Les Bas-Fonds de Londres sur le mode du roman-feuilleton
Les oeuvres trop célèbres ont tendance à décourager. "L'Opéra de Quat'sous", sous l'écriture de Brecht, est de celles-là. En plus, quand elles ont été honteusement surexploitées idéologiquement par la mouvance communiste internationale, à des fins de justifier les entreprises totalitaires du prolétariat-sauveur de l'humanité, on se dit qu'on va trouver là-dedans surabondance d'une étouffante dialectique marxisto-stalinienne.
Eh bien, pas du tout. L'écrit de Brecht est passionnant, très bien écrit, équilibré, accessible, à des milliers de lieues de ses premiers essais théâtraux, qui empestaient l'hermétisme prétentieux du poète qui écrit avant tout pour les poètes, et se fichant pas mal d'être clair et cohérent.
C'est un pièce sur de mauvais garçons et des filles perdues, une sorte de feuilleton sur une Cour des Miracles londonienne, avec des personnalités bien typées, voire outrancières (expressionnisme oblige !) telles que Paul Féval , Eugène Sue ou Marcel Allain en ont configuré les règles. C'est l'histoire d'un sale type, Macheath, dit Mackie-le-Surineur, qui collectionne les meurtres, les vols et les viols, et qui épouse une pauvre fille qui l'aime vraiment, Polly. Sauf que le mariage est un simulacre, que Mackie a déjà une "légitime", Lucy, et qu'il va très régulièrement vider ses glandes dans un bordel dont il est un grand habitué.
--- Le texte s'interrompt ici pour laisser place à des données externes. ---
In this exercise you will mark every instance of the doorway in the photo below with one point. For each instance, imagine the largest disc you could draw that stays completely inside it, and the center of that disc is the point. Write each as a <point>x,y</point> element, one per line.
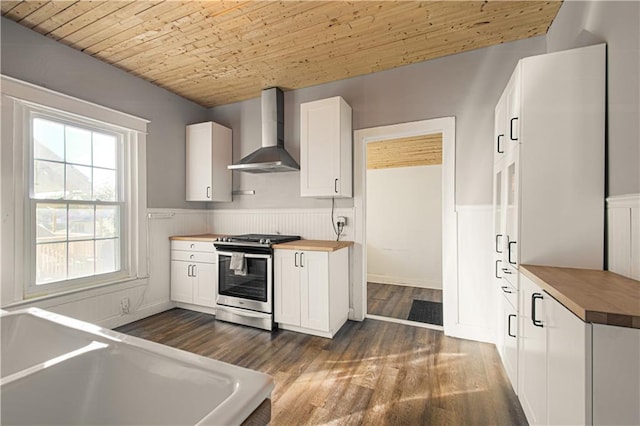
<point>384,138</point>
<point>404,228</point>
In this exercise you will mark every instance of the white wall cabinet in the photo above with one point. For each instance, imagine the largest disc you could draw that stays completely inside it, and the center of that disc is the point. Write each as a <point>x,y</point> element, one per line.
<point>311,290</point>
<point>326,149</point>
<point>208,153</point>
<point>194,277</point>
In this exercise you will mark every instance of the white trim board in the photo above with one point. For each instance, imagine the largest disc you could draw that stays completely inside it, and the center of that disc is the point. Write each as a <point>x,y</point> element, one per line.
<point>446,126</point>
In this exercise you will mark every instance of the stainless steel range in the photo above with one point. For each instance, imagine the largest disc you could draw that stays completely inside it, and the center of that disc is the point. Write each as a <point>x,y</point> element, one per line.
<point>245,278</point>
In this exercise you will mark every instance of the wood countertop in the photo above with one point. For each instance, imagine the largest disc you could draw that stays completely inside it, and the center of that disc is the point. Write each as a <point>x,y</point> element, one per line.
<point>600,297</point>
<point>201,237</point>
<point>314,245</point>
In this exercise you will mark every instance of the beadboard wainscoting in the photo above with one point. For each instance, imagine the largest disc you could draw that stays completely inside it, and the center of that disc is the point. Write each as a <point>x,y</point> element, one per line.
<point>475,293</point>
<point>623,234</point>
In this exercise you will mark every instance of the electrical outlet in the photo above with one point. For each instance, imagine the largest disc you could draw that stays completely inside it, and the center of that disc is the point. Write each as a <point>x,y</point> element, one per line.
<point>124,305</point>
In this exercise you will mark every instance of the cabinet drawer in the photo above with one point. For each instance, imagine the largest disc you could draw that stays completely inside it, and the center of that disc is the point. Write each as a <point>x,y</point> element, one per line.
<point>511,295</point>
<point>204,246</point>
<point>193,256</point>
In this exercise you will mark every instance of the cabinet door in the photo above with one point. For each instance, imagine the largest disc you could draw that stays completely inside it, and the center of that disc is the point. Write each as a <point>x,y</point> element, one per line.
<point>199,185</point>
<point>181,281</point>
<point>566,365</point>
<point>314,290</point>
<point>511,202</point>
<point>532,362</point>
<point>500,134</point>
<point>320,148</point>
<point>205,284</point>
<point>287,287</point>
<point>512,123</point>
<point>509,339</point>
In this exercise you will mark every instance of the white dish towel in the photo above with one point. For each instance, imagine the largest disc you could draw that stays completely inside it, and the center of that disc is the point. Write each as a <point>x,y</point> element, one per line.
<point>238,264</point>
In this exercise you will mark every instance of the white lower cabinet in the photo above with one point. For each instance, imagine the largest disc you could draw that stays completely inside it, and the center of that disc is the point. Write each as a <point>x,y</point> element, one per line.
<point>554,360</point>
<point>311,290</point>
<point>508,338</point>
<point>194,277</point>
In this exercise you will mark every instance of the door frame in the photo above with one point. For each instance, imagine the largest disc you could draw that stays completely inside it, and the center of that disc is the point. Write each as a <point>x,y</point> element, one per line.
<point>446,126</point>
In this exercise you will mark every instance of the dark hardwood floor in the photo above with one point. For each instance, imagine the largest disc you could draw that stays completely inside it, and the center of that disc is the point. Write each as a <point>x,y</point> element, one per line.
<point>371,373</point>
<point>394,301</point>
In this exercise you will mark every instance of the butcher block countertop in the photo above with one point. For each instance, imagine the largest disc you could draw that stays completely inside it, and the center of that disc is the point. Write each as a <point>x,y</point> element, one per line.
<point>600,297</point>
<point>314,245</point>
<point>201,237</point>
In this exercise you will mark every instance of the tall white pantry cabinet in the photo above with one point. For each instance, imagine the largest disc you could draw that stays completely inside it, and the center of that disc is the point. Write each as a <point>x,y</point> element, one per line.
<point>548,181</point>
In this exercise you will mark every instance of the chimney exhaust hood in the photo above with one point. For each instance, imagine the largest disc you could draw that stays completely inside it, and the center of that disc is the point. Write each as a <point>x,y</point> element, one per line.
<point>272,157</point>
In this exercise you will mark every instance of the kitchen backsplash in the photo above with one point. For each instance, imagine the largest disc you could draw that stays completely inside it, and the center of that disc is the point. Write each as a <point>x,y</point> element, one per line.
<point>310,224</point>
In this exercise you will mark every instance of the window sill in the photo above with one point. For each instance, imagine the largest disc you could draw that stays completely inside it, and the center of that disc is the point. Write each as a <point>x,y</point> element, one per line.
<point>80,293</point>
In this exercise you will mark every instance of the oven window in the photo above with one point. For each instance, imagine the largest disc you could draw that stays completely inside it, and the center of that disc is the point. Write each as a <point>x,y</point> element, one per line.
<point>252,286</point>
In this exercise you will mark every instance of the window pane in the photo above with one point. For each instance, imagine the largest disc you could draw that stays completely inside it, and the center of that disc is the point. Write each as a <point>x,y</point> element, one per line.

Comme dans "Tambours dans la Nuit", ou dans "La Vie d'Edouard II d'Angleterre", l'action des personnages principaux est adossée à un événement important qui se joue en arrière-plan, les fêtes du couronnement de Sa Majesté. La foule, supposée assister en masse à ce couronnement, viendra soutenir Mackie en danger d'être pendu.
Idéologiquement, bien sûr, la pièce peint les pauvres, les exclus, les laissés-pour-compte d'un capitalisme impitoyable, et l'on retrouve là l'atmosphère de "Dans la Jungle des Villes". Pas pour rien que l'une des très nombreuses parties chantées de la pièce (c'est bien un opéra, qui offre 21 morceaux musicaux, mais l'essentiel du texte consiste en dialogues parlés et non chantés) a pour refrain "Il n'est trésor que de vivre à son aise". "Le Chant des Canons" dénonce le militarisme, un peu comme dans "Homme pour Homme".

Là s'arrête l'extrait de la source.